Matryoshka Representation Learning: A Guide to Faster Semantic Search

Source: https://ujjwalm29.medium.com/matryoshka-representation-learning-a-guide-to-faster-semantic-search-1c9025543530

Summary

A practitioner’s guide to Matryoshka Embeddings (MRL) focusing on the theory behind the hierarchical encoding, practical speedups, and implementation guidance for faster semantic search.

The Core Insight: Information Hierarchy

Traditional embeddings distribute semantic information uniformly across all dimensions — there’s no ordering or priority. If you truncate 768 dimensions to 128, you lose 83% of dimensions randomly, resulting in poor-quality embeddings.

MRL forces a priority ordering: the first D dimensions capture the most salient semantic information, with subsequent dimensions adding refinement.

Analogy: A book summary hierarchy:

1 sentence (most important)
1 paragraph (adds detail)
1 page (more detail)
Full book (complete)

Each level contains all information from shorter levels, plus more.

Mathematical Formulation

For a model producing embeddings e ∈ ℝᴰ:

Standard loss:

L = loss(e₁...ₑD, labels)

MRL loss:

L_MRL = Σₘ weight_m × loss(e₁...ₑm, labels)
        for m in {8, 16, 32, 64, 128, 256, 512, D}

The weighted sum ensures every prefix is semantically valid.

Speedup Analysis

Cosine similarity computation scales with dimension:

1536-dim: baseline time T
256-dim: T/6 (6x faster)
64-dim: T/24 (24x faster)

For ANN search over 100M vectors:

Dims	Throughput (QPS)	Accuracy vs. Full
1536	72 QPS	100%
512	220 QPS	99.3%
256	580 QPS	98.9%
128	1200 QPS	98.1%

The 256-dim configuration achieves 8x throughput at 99% accuracy — a very favorable tradeoff.
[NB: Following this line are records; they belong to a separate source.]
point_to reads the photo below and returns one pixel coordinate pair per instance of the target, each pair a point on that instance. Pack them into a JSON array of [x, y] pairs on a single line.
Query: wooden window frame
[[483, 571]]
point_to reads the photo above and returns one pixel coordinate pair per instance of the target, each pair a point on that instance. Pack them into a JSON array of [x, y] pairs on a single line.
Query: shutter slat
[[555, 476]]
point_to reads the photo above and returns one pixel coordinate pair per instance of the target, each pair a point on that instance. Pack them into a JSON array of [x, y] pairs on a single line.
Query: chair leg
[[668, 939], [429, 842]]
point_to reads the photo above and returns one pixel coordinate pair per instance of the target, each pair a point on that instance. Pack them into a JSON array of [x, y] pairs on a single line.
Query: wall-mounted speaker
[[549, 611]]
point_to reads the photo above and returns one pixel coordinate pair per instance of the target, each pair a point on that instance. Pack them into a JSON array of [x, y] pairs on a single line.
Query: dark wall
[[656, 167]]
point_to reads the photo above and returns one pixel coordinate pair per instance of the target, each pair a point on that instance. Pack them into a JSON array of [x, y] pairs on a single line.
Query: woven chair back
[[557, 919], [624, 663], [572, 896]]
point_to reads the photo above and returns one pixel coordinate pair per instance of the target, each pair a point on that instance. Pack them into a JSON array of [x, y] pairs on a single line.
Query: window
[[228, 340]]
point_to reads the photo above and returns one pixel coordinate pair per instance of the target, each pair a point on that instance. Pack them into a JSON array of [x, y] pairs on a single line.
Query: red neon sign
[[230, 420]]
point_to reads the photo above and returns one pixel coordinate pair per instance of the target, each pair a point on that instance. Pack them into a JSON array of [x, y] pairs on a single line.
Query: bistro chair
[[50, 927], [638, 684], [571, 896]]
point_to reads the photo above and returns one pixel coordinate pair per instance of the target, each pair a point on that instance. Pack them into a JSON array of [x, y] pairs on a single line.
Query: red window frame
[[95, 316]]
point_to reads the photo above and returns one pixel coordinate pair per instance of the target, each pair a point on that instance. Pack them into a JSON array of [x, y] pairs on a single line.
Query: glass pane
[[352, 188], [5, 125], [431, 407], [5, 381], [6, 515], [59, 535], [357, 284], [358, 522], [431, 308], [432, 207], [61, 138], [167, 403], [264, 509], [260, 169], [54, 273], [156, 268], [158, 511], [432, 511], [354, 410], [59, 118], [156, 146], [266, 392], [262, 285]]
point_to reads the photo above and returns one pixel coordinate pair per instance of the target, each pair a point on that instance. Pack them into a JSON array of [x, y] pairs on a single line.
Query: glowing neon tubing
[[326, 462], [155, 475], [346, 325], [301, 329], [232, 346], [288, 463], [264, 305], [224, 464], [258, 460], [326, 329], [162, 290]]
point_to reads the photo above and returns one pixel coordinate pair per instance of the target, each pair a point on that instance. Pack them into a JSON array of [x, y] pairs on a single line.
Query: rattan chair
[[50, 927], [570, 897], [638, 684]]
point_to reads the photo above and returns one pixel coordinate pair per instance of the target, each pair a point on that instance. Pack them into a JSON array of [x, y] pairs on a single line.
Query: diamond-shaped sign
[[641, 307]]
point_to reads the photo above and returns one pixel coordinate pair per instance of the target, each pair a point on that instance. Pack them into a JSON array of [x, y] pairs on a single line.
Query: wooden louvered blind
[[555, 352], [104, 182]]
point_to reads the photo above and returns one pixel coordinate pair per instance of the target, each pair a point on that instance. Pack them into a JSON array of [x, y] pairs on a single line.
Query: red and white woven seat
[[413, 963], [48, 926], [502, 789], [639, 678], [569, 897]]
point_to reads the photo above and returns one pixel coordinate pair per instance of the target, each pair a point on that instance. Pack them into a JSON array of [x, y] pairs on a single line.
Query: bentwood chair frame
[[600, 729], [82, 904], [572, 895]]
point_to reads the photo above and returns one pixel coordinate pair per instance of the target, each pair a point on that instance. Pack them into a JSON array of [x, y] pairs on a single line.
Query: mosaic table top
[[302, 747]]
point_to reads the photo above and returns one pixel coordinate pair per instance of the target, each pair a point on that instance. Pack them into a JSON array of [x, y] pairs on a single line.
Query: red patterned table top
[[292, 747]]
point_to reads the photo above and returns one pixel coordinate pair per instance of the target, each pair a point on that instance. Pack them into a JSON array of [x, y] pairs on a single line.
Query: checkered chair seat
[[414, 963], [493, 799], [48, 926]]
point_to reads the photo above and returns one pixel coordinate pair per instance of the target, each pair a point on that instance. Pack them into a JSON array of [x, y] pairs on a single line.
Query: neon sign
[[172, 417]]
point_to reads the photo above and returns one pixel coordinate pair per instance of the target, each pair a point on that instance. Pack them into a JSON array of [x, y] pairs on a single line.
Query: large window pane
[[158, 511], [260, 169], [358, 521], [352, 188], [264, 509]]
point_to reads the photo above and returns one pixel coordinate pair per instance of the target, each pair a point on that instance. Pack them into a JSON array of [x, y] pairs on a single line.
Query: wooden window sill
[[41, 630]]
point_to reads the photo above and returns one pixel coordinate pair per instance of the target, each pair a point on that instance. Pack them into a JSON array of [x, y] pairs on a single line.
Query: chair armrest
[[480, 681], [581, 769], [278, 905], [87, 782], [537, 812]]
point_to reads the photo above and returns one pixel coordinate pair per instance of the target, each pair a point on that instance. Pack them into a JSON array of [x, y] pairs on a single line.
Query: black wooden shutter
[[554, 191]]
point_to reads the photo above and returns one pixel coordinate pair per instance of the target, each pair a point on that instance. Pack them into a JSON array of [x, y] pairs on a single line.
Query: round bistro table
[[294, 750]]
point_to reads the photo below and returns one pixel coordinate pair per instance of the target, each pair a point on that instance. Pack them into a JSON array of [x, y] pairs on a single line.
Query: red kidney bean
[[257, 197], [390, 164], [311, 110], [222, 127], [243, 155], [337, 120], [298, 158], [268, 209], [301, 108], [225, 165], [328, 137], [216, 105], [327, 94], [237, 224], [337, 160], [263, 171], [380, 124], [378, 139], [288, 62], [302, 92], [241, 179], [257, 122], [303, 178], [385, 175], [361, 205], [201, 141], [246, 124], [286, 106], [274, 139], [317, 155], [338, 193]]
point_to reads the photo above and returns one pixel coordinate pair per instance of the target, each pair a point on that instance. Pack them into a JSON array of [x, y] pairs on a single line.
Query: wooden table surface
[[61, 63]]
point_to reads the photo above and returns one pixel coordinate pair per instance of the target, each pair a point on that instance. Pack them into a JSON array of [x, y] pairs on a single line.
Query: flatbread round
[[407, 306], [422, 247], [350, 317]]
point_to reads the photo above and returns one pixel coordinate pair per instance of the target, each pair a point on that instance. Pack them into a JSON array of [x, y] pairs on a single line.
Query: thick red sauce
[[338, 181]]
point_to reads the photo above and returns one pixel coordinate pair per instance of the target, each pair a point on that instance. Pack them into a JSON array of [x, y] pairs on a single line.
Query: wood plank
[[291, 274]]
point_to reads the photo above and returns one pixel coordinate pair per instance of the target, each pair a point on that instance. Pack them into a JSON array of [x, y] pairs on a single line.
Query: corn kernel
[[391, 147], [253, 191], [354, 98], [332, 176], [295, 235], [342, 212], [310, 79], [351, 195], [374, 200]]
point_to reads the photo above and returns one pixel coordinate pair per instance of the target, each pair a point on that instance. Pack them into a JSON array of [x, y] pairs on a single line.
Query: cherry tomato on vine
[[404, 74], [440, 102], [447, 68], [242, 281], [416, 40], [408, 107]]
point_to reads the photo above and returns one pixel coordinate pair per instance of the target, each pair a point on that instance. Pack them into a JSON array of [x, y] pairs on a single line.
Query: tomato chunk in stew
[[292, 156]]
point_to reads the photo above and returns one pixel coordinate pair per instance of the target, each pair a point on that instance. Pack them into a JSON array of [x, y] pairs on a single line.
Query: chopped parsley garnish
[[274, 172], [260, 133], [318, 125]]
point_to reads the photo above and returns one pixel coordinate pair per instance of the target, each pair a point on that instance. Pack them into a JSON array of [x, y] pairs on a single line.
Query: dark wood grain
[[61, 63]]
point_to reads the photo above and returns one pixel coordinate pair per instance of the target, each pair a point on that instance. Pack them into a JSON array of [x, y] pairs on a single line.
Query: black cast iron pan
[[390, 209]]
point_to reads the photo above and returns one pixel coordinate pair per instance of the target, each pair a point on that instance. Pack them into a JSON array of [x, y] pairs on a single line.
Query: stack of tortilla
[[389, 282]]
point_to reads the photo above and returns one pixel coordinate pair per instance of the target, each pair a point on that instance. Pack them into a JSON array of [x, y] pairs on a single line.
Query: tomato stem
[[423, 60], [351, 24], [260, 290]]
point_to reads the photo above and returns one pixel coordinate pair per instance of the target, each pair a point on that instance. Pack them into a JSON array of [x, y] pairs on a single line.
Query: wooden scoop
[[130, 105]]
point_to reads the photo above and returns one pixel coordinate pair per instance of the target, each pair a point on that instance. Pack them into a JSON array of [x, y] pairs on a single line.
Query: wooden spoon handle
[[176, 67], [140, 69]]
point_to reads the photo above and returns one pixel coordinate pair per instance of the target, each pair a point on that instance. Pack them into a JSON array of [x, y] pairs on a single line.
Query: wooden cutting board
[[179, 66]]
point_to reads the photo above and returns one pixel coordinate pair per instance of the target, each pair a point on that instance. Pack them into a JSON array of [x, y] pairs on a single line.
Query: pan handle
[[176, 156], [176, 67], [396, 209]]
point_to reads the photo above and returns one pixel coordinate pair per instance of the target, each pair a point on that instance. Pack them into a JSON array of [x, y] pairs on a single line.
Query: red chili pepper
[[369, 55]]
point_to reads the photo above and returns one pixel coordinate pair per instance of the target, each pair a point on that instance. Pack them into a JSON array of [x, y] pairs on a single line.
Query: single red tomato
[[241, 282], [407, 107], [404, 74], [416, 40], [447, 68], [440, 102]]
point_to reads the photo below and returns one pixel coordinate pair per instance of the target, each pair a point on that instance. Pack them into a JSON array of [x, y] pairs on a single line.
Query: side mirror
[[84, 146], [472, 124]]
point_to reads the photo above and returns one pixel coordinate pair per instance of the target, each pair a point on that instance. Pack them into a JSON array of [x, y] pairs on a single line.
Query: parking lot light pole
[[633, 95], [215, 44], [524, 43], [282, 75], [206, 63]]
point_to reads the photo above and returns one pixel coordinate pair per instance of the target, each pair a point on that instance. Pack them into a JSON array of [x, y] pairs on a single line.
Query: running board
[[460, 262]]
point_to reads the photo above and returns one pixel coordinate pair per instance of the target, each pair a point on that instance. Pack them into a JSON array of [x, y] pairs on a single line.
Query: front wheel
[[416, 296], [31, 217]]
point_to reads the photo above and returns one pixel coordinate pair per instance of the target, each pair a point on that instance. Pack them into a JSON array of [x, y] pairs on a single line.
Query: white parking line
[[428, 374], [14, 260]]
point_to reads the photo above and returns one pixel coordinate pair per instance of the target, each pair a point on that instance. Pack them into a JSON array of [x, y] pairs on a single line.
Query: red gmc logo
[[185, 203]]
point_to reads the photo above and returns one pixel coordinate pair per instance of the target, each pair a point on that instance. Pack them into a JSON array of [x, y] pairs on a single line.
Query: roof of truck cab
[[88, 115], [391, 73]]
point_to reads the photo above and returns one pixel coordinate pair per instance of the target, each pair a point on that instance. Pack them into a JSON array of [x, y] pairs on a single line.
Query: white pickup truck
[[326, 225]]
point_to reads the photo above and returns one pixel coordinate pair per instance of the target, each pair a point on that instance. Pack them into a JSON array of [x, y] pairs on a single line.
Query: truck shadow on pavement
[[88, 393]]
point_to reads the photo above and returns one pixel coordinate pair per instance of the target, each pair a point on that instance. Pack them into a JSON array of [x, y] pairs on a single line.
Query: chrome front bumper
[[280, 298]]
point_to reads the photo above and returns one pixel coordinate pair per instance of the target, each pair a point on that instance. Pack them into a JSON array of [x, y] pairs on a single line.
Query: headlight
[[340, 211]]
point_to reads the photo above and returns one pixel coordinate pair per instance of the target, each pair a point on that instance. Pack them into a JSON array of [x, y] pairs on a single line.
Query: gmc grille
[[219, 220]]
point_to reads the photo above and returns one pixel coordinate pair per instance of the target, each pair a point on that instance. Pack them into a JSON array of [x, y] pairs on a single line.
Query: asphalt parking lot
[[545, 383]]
Two-Pass Search Implementation

# First pass: fast approximate search
short_query_emb = model.encode(query, dimensions=256)
candidates = index_256.search(short_query_emb, k=1000)
 
# Second pass: accurate reranking
full_query_emb = model.encode(query, dimensions=1536)
candidate_embs = index_1536.fetch(candidate_ids)
scores = cosine_similarity(full_query_emb, candidate_embs)
final_results = sorted(zip(candidate_ids, scores))[:10]

Storage vs. Quality Tradeoff

Two storage strategies with MRL:

Store only truncated (e.g., 256-dim): save space, accept quality floor
Store both (256-dim + 1536-dim): two-pass adaptive; optimal quality/speed balance

Strategy 2 requires ~16% more storage than strategy 1 but delivers full accuracy.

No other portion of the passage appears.